Plants use four types of molecule to keep their shape and give strength to their cell walls. This strength is what holds up trees like giant redwoods against gravity. The four molecules are lignin, cellulose, hemicellulose, and pectin, in order of how strong the molecules make the cell walls.

Lignin is a huge molecule, and it links together many other molecules. It is what makes wood a good structural material.

Cellulose is also a huge molecule, made up of long chains of thousands of molecules of the simple sugar glucose.

Hemicellulose is made up of a number of different simple sugars all chained together. It is a more random molecule than cellulose – it doesn’t crystallize,  and has less strength.

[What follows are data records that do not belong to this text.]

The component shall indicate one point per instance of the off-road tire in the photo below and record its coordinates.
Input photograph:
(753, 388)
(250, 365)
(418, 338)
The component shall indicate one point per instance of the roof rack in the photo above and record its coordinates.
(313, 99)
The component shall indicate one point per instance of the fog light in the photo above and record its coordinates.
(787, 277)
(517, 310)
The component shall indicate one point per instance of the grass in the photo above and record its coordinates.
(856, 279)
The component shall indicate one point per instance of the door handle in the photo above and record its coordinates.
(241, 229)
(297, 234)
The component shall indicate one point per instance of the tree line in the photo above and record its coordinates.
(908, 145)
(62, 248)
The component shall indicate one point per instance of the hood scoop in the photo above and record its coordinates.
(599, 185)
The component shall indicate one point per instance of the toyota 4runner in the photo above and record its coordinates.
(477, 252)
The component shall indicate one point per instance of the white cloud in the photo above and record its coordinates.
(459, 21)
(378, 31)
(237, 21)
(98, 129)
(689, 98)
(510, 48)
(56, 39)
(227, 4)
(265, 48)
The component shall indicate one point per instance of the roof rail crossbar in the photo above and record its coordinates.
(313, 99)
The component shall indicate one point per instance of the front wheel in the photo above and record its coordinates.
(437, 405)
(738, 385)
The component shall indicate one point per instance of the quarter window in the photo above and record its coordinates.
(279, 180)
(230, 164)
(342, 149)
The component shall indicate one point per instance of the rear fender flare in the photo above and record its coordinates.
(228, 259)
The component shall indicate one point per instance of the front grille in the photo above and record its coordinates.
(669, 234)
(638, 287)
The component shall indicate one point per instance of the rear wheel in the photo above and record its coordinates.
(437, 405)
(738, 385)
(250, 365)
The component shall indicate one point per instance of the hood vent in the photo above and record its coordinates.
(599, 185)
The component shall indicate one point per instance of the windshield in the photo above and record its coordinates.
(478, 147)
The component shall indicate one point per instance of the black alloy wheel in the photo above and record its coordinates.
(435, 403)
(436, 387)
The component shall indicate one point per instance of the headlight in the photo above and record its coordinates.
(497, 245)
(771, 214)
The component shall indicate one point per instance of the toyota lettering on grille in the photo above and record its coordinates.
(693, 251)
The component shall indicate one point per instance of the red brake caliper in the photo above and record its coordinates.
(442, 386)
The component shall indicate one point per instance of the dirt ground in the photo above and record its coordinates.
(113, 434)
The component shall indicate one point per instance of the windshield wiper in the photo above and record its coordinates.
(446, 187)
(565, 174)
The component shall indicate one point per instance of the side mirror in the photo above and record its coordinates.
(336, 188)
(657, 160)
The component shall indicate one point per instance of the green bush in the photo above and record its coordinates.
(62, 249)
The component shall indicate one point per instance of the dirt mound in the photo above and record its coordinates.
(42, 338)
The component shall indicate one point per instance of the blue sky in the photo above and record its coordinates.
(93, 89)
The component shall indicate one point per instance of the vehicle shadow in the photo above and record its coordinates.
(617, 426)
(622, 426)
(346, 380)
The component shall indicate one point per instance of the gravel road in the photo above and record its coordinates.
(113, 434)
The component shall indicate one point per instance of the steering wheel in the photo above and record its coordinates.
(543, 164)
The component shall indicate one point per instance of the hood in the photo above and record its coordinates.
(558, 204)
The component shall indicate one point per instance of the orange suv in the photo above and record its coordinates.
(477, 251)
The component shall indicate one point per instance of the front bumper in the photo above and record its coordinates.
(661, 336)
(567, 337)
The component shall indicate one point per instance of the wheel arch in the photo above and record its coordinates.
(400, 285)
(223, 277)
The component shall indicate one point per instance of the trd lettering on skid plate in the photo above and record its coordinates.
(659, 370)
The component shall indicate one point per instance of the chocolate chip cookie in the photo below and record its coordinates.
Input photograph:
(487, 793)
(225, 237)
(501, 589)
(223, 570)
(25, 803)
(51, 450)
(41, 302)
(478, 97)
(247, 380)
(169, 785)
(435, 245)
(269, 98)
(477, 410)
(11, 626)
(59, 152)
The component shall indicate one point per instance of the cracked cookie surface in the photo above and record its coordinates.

Pectin is another large molecule made up of many different simple sugars all linked together. Pectins are why unripe fruits are hard. As the fruit ripens, the pectins break down, and the soft fruit can be eaten by animals that distribute the seeds for the plant.

Cellulose and lignin are the two most abundant organic polymers on earth. We use them together in wood products to build our houses and furniture, and to make paper.

The lignin in newsprint paper is what makes the paper yellow with age. More expensive papers are made by removing almost all of the lignin, leaving mostly cellulose, which makes a nice white paper.

Cotton and flax are plant fibers used for making cloth and paper. Linen (made from flax fibers) is made of lignin and cellulose. Cotton is 95% cellulose.